After 23+ years of battle with the BLM and Forest Service, the court sided with the Hage family and awarded them around $14 million in compensation and interest last year. Rather than reach a settlement, the federal government has appealed.
http://blog.heritage.org/2013/06/11/court-rebuffs-government-overreach-in-nevada/
Government's Shocking Interference in Rancher's Life
The 104-page opinion by U.S. District Court Judge Robert C. Jones on May 23 in Nevada tells a sordid and infuriating tale of a two-decades-long conspiracy among federal employees of the Bureau of Land Management (BLM) of the Department of the Interior to deny the grazing rights of a Nevada ranching family, interfere with their water rights, and destroy their cattle business by scaring away their customers.
The case has long, complicated procedural history, but in essence, the federal government in 1991 refused to renew a grazing permit that the Hage ranch had held on federal lands for a very long time. The government also interfered with the Hage family’s water rights, which pre-dated the implementation of the grazing permit system in 1934, by restricting their access to various streams and wells. The BLM seized the Hages’ cattle and filed a civil trespass action against Hage, at one point even building fences around waterways to keep thirsty cattle from getting water, a scene right out of a 1930s Western movie.
Judge Jones did not mince words: “[T]he Government’s actions over the past two decades shocks the conscience of the Court.” The judge concluded that the government denied the renewal of the Hages’ grazing permit for a “nonsensical” reason that was “arbitrary” and “vindictive.” The employees of the BLM “entered into a literal, intentional conspiracy to deprive the Hages not only of their permits but also of their vested water rights.” Some of the Hages’ “vested stock watering rights” on local streams and wells dated back as far as 1866 and 1874; most of them had been established by late 1800s and early 1900s.

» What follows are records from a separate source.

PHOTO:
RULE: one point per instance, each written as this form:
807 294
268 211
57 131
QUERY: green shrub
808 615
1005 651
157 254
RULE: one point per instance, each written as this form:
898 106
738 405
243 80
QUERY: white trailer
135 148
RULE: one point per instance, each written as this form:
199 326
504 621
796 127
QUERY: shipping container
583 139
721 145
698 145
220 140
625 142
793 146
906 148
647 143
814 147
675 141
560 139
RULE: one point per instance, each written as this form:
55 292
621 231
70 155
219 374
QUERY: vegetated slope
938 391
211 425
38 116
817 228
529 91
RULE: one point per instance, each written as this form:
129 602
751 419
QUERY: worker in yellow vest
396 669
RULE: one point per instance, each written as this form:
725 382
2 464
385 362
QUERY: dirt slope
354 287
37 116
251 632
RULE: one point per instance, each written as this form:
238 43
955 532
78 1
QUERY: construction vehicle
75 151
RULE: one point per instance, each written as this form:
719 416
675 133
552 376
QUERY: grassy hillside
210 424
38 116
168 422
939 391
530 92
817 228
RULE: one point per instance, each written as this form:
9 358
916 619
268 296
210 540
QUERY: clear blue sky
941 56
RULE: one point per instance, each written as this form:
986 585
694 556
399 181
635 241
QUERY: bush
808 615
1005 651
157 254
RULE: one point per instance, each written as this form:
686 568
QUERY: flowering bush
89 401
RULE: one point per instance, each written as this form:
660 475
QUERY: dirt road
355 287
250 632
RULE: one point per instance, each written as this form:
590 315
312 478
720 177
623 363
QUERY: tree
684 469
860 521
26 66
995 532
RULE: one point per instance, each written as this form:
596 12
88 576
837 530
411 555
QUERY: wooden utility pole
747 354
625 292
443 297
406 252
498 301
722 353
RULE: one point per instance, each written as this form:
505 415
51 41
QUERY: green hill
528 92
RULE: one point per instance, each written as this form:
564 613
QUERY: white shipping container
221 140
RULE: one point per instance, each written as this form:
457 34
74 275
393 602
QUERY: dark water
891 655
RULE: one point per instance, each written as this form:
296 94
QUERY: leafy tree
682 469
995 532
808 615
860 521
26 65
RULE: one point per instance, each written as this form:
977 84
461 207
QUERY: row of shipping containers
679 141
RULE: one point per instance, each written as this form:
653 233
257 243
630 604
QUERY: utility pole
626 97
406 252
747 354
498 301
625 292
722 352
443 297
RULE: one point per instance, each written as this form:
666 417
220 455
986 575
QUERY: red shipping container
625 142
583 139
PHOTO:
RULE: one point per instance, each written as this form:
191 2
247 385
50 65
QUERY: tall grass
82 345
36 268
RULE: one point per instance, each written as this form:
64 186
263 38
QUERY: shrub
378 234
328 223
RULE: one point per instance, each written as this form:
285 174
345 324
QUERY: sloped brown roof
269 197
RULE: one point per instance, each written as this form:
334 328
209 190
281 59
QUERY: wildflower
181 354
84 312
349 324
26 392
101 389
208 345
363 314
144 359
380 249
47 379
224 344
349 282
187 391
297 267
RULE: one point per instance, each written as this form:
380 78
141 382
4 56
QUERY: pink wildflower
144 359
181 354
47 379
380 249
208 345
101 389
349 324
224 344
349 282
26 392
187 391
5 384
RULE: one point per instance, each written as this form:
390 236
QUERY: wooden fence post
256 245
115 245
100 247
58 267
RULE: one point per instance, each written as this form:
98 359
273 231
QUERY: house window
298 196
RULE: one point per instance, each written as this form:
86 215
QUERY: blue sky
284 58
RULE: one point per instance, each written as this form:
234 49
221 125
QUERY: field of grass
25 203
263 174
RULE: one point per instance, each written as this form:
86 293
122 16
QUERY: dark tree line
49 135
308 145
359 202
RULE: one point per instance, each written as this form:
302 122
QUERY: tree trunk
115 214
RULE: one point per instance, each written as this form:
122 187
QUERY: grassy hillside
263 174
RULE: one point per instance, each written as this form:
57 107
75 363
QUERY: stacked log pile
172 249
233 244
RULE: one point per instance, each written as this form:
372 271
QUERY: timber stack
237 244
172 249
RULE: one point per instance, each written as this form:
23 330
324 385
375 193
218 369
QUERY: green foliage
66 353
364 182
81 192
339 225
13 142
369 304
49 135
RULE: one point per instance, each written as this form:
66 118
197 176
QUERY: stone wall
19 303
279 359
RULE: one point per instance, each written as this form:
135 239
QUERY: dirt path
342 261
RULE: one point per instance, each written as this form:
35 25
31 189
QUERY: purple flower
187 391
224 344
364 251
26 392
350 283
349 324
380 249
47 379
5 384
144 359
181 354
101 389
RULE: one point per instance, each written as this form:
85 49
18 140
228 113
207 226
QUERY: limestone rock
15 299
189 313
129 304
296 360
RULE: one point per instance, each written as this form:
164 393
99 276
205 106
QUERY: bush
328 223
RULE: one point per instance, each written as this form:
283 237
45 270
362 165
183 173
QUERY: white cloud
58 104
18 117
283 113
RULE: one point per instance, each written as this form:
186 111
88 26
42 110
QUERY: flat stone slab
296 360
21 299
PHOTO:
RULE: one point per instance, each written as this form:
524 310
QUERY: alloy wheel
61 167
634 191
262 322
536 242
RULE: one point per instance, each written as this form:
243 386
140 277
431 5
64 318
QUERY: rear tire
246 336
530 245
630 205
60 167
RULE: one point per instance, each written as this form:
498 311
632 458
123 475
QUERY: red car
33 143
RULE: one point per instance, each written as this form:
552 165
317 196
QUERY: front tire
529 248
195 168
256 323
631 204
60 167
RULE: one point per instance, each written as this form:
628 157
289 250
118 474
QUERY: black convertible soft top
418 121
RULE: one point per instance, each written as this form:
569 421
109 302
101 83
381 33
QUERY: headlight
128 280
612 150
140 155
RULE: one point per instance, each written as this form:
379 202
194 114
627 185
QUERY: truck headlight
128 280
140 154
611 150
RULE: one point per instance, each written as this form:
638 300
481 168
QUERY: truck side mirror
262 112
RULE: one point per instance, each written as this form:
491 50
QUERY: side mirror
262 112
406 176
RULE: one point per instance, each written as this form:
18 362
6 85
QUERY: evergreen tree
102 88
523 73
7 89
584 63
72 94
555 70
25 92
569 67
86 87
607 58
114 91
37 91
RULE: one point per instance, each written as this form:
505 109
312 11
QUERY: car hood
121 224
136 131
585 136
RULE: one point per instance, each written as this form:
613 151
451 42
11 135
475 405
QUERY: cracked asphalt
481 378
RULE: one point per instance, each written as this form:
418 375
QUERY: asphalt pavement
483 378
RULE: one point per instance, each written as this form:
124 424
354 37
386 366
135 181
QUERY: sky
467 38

The court did award the government $165.88 for the grazing of the Hages’ cattle on federal land after the permit was denied, quite a recovery for the Interior Department in a 20-year dispute (there is no telling how many millions the government spent pursuing this case). But the court held that the government had abused its discretion “through a series of actions designed to strip the Estate of its grazing permits, and ultimately to strip Defendants of their ability to use their water rights, for reasons unrelated to the appropriate use of the range or ensuring that historical grazing use is respected.”
Judge Jones issued an injunction against the federal government interfering with the Hage family’s water rights and ordered it to grant a grazing permit in accordance with the “historical usages and preferences” in that area of Nevada. The judge said he was restricting the government’s “normal discretion” in “this extreme case because of the conspiracy…and the obvious continuing animus against Hage by” government officials. Two government employees were held in contempt by the judge for sending trespass notices to people who leased or sold cattle to the Hages in order to “pressure other parties not to do business with the Hages, and even to discourage or punish testimony in the” case. The judge referred them to the U.S. Attorney’s Office for “potential prosecution for obstruction of justice.” That is quite an indictment of the Interior Department and its employees.
Sadly, Wayne Hage, the patriarch of the Hage family, did not live to see his eventual triumph over the Interior Department. His son, as the executor of the estate, carried on the long and expensive fight against the federal behemoth. But the Hage family fight shows just how dangerous the power of the federal government can be in the hands of bureaucrats who don’t respect the ranchers, miners, and farmers who settled the frontier and who still live and produce there today.